Der Revisionsrekurswerber (in der Folge Antragsteller) beantragte am 11. März 2003, seinen am 4. Jänner 1944 geborenen, ledigen Onkel (im Folgenden Verschollener) für tot zu erklären. Für den Verschollenen ist seit 1988 - über Antrag seines (inzwischen verstorbenen) Vaters - eine Abwesenheitspflegschaft anhängig; ein Abwesenheitskurator gemäß § 276 ABGB wurde bestellt. Der Verschollene ist Alleineigentümer einer Liegenschaft in Gampern und verfügte über Sparbücher und Girokonten; per 10. Juli 2003 betrugen die Kontostände zusammen rund 21.000 EUR.

Der Antragsteller begründet seinen Antrag damit, der Verschollene sei am 13. März 1981 mit seinem Moped von seinem Wohnsitz in G*****nach F*****gefahren. Seither sei er abgängig. Den Angehörigen seien keine Gründe für sein Verschwinden bekannt. Er habe die Angewohnheit gehabt, jedes Wochenende von zu Hause wegzufahren, ohne seine Angehörigen von seinem Ziel zu informieren, sei aber immer nach kürzester Zeit wieder nach Hause zurückgekehrt. Er sei ein sehr pflichtbewusster Mensch gewesen, sodass sein Verschwinden, vor dem er keinerlei Nachricht hinterlassen habe, unerklärlich sei. Er habe 1981 vor seinem Verschwinden keine wesentlichen Behebungen von seinem Sparvermögen getätigt. Auf Grund der mittlerweile verstrichenen Zeit könne unter Berücksichtigung dieser Umstände nicht mehr angenommen werden, dass er noch am Leben sei.

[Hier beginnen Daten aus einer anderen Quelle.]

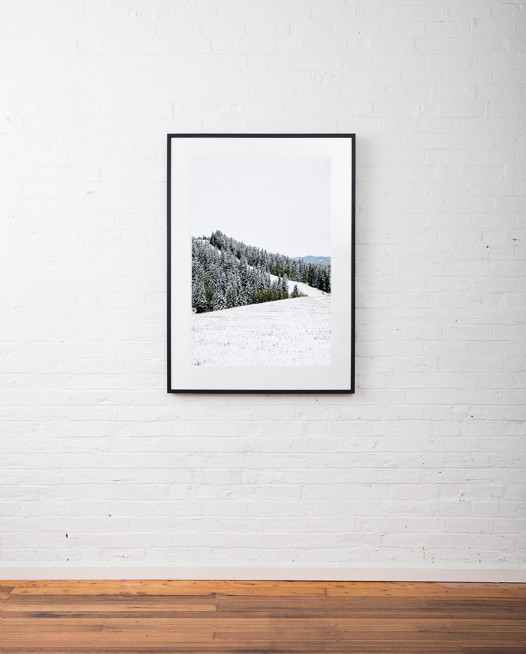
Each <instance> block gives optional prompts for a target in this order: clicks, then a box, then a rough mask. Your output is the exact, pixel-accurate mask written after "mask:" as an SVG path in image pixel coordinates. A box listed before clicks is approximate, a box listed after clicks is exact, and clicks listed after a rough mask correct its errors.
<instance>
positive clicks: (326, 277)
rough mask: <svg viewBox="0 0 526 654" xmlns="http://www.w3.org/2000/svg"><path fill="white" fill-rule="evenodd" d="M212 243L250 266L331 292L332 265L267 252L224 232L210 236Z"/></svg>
mask: <svg viewBox="0 0 526 654" xmlns="http://www.w3.org/2000/svg"><path fill="white" fill-rule="evenodd" d="M210 244H211V245H213V246H214V247H216V248H218V249H219V250H222V251H226V252H232V254H234V255H235V256H236V257H237V258H238V259H241V258H243V257H244V258H245V259H246V260H247V263H248V265H249V266H253V267H255V268H262V269H263V270H266V271H267V272H269V273H270V274H271V275H277V276H278V277H287V279H292V280H294V281H296V282H304V283H305V284H308V285H309V286H313V287H314V288H318V289H319V290H320V291H325V292H326V293H330V292H331V267H330V266H322V265H319V264H316V263H307V262H305V261H303V260H301V259H293V258H291V257H287V256H285V255H284V254H277V253H273V252H267V251H266V250H263V249H262V248H258V247H255V246H253V245H246V244H245V243H241V241H236V240H235V239H233V238H230V237H229V236H226V234H223V233H222V232H220V231H219V230H218V231H215V232H213V233H212V236H211V237H210Z"/></svg>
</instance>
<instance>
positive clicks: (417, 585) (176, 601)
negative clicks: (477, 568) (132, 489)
mask: <svg viewBox="0 0 526 654" xmlns="http://www.w3.org/2000/svg"><path fill="white" fill-rule="evenodd" d="M0 651H1V653H2V654H15V653H16V654H33V653H34V654H219V653H221V654H526V585H520V584H442V583H394V582H387V583H376V582H375V583H373V582H363V583H362V582H360V583H358V582H356V583H355V582H353V583H351V582H284V581H281V582H280V581H276V582H256V581H232V582H228V581H77V582H74V581H19V582H16V581H10V582H5V583H4V584H2V585H1V586H0Z"/></svg>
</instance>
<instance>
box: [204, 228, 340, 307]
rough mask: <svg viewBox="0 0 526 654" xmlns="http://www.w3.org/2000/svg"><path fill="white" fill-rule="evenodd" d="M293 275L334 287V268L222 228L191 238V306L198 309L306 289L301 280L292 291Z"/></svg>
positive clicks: (320, 289) (330, 289)
mask: <svg viewBox="0 0 526 654" xmlns="http://www.w3.org/2000/svg"><path fill="white" fill-rule="evenodd" d="M271 275H273V276H274V277H275V278H274V279H272V278H271ZM276 278H277V279H276ZM289 280H292V281H297V282H304V283H305V284H308V285H309V286H313V287H314V288H318V289H320V290H321V291H325V292H326V293H330V290H331V268H330V266H324V265H319V264H313V263H306V262H305V261H302V260H301V259H292V258H291V257H287V256H285V255H282V254H274V253H269V252H267V251H266V250H263V249H261V248H258V247H254V246H252V245H245V244H244V243H241V242H240V241H236V240H235V239H233V238H230V237H228V236H226V235H225V234H223V233H222V232H220V231H215V232H213V234H212V235H211V236H210V237H201V238H195V237H193V238H192V308H193V309H194V311H196V312H197V313H204V312H206V311H219V310H221V309H231V308H233V307H239V306H245V305H248V304H259V303H261V302H271V301H274V300H286V299H288V298H289V297H291V298H293V297H300V296H301V295H303V294H302V293H301V292H300V291H299V290H298V287H297V285H294V288H293V291H292V293H290V294H289V284H288V281H289Z"/></svg>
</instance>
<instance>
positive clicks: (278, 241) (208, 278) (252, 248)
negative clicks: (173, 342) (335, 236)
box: [191, 157, 331, 366]
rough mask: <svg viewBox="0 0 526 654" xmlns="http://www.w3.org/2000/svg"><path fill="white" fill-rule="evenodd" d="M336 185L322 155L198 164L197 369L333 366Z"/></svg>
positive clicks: (194, 176) (192, 299) (192, 184)
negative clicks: (331, 179)
mask: <svg viewBox="0 0 526 654" xmlns="http://www.w3.org/2000/svg"><path fill="white" fill-rule="evenodd" d="M329 184H330V168H329V161H328V160H323V159H311V160H309V159H307V160H305V159H299V160H298V159H289V158H285V159H284V158H279V159H278V158H265V159H263V160H261V159H254V158H244V157H241V158H236V159H232V158H227V157H220V158H204V159H198V160H195V161H194V162H193V164H192V191H191V206H192V216H191V227H192V240H191V248H192V276H191V284H192V294H191V311H192V320H191V331H192V333H191V356H192V365H196V366H328V365H330V363H331V259H330V220H329V217H330V216H329V210H330V186H329ZM239 236H241V237H242V238H243V240H240V238H238V237H239Z"/></svg>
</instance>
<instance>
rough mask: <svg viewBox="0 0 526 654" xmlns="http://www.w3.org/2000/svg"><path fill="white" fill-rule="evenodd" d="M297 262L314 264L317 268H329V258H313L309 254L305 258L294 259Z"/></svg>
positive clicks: (330, 258) (300, 257)
mask: <svg viewBox="0 0 526 654" xmlns="http://www.w3.org/2000/svg"><path fill="white" fill-rule="evenodd" d="M294 258H295V259H296V260H298V261H305V263H315V264H316V265H318V266H330V265H331V258H330V257H321V256H320V257H315V256H313V255H311V254H309V255H308V256H306V257H294Z"/></svg>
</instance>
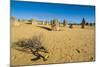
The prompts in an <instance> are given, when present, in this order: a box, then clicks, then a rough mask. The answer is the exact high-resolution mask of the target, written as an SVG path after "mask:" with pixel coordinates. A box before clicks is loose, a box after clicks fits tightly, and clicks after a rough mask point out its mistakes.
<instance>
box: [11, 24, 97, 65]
mask: <svg viewBox="0 0 100 67" xmlns="http://www.w3.org/2000/svg"><path fill="white" fill-rule="evenodd" d="M41 26H43V27H44V26H45V27H48V28H50V26H48V25H41ZM41 26H36V25H31V24H24V23H23V24H20V25H19V26H12V25H11V65H34V64H51V63H69V62H82V61H94V60H95V27H89V26H87V27H85V28H84V29H81V27H80V26H74V27H73V28H72V29H70V28H68V27H60V29H61V31H50V30H47V29H44V28H42V27H41ZM34 35H37V36H38V35H42V40H43V41H42V42H43V46H45V47H46V48H47V49H48V51H49V58H48V60H47V61H43V60H42V59H40V60H37V61H31V60H30V59H32V58H33V55H32V54H31V53H27V52H22V51H19V50H16V49H14V48H13V47H12V46H14V44H13V43H14V42H16V41H18V40H21V39H27V38H32V36H34Z"/></svg>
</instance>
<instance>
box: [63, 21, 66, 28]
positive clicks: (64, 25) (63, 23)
mask: <svg viewBox="0 0 100 67" xmlns="http://www.w3.org/2000/svg"><path fill="white" fill-rule="evenodd" d="M66 25H67V21H66V20H65V19H64V20H63V26H64V27H65V26H66Z"/></svg>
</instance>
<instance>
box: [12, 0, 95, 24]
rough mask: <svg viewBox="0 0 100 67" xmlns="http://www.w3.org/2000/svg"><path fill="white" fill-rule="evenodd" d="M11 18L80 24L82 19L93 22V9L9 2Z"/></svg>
mask: <svg viewBox="0 0 100 67" xmlns="http://www.w3.org/2000/svg"><path fill="white" fill-rule="evenodd" d="M11 16H15V17H17V18H19V19H31V18H35V19H38V20H51V19H58V20H59V21H63V20H64V19H66V20H67V21H68V22H69V23H70V22H71V23H80V22H81V21H82V18H83V17H84V18H85V19H86V21H87V22H94V20H95V7H94V6H82V5H68V4H51V3H40V2H24V1H12V2H11Z"/></svg>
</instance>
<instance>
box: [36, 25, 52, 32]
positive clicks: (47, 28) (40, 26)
mask: <svg viewBox="0 0 100 67" xmlns="http://www.w3.org/2000/svg"><path fill="white" fill-rule="evenodd" d="M37 27H40V28H43V29H46V30H48V31H51V30H52V29H50V28H48V27H45V26H37Z"/></svg>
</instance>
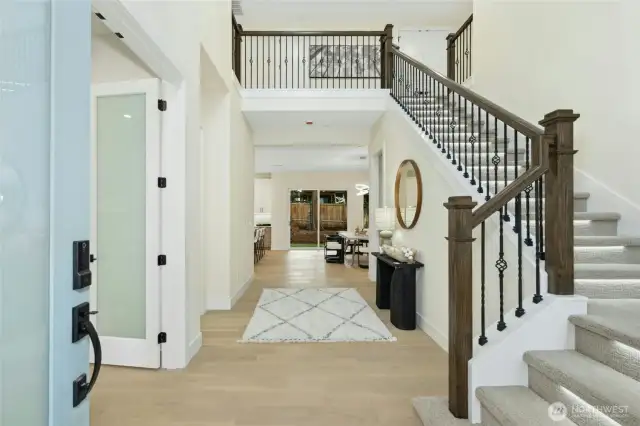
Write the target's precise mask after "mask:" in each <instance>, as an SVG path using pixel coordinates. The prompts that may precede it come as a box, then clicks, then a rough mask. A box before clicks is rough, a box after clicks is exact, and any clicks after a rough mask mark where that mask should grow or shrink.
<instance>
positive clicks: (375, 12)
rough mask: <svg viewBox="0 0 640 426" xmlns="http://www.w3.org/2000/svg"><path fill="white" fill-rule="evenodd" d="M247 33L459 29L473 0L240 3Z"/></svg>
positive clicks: (402, 0)
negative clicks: (395, 28) (455, 28)
mask: <svg viewBox="0 0 640 426" xmlns="http://www.w3.org/2000/svg"><path fill="white" fill-rule="evenodd" d="M237 3H238V6H236V7H237V8H238V9H237V10H241V11H242V14H241V15H240V16H237V20H238V22H239V23H241V24H242V25H243V26H244V29H245V30H258V29H282V30H284V29H289V30H293V29H316V30H323V29H353V30H355V29H376V28H379V29H380V30H382V29H383V28H384V26H385V25H386V24H393V25H394V26H395V27H396V28H408V27H416V28H425V27H451V28H458V27H459V26H460V25H461V24H462V23H463V22H464V21H465V20H466V19H467V18H468V17H469V15H470V14H471V13H472V9H473V1H472V0H239V1H238V2H237Z"/></svg>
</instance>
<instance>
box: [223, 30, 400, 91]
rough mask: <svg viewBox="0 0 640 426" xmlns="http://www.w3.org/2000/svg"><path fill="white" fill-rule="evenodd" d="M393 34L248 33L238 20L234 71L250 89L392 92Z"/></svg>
mask: <svg viewBox="0 0 640 426" xmlns="http://www.w3.org/2000/svg"><path fill="white" fill-rule="evenodd" d="M392 30H393V26H392V25H387V26H386V27H385V28H384V30H382V31H247V30H245V29H243V28H242V26H241V25H238V24H237V23H236V21H235V19H233V49H232V50H233V69H234V72H235V74H236V76H237V78H238V81H239V82H240V83H241V84H242V86H243V87H244V88H246V89H380V88H390V84H389V82H390V70H389V65H390V63H389V61H388V59H389V58H390V55H389V52H390V50H391V47H392V42H391V40H392ZM385 58H386V59H387V60H385Z"/></svg>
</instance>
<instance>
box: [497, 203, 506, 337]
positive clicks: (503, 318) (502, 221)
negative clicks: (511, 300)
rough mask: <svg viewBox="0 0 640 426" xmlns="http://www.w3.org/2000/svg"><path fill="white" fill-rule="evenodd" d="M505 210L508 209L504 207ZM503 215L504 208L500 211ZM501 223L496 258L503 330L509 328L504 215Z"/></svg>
mask: <svg viewBox="0 0 640 426" xmlns="http://www.w3.org/2000/svg"><path fill="white" fill-rule="evenodd" d="M504 210H507V208H506V207H504ZM499 214H500V215H502V209H500V212H499ZM498 222H499V224H500V226H499V228H500V229H499V232H500V234H499V238H500V240H499V241H500V248H499V250H500V251H499V252H498V260H496V269H497V270H498V282H499V291H500V320H499V321H498V331H502V330H504V329H505V328H507V324H506V323H505V322H504V271H506V270H507V267H508V265H507V261H506V260H505V258H504V229H503V223H504V220H503V218H502V217H500V218H499V219H498Z"/></svg>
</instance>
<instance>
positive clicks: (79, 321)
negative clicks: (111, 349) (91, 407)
mask: <svg viewBox="0 0 640 426" xmlns="http://www.w3.org/2000/svg"><path fill="white" fill-rule="evenodd" d="M97 313H98V311H89V304H88V303H82V304H80V305H78V306H76V307H75V308H73V316H74V324H73V330H72V332H73V339H72V340H73V341H74V342H77V341H78V340H80V339H82V338H83V337H84V336H89V339H90V341H91V346H93V357H94V362H93V372H92V374H91V379H90V380H89V382H87V375H86V374H84V373H83V374H81V375H80V376H78V378H77V379H75V380H74V381H73V406H74V407H77V406H78V405H80V403H81V402H82V401H84V400H85V399H86V398H87V396H88V395H89V393H90V392H91V390H92V389H93V387H94V386H95V384H96V382H97V381H98V377H99V376H100V369H101V368H102V345H101V343H100V336H98V332H97V331H96V328H95V327H94V326H93V323H92V322H91V318H90V316H91V315H95V314H97Z"/></svg>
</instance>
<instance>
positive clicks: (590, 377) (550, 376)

Ein früherer Antrag der Mutter des Antragstellers und Schwester des Verschollenen auf Todeserklärung wurde mit Beschluss des Erstgerichts vom 6. Juni 1994 abgewiesen.

Die Staatsanwaltschaft beantragte die Abweisung des Todeserklärungsantrags mangels Vorliegens der formellen Voraussetzungen.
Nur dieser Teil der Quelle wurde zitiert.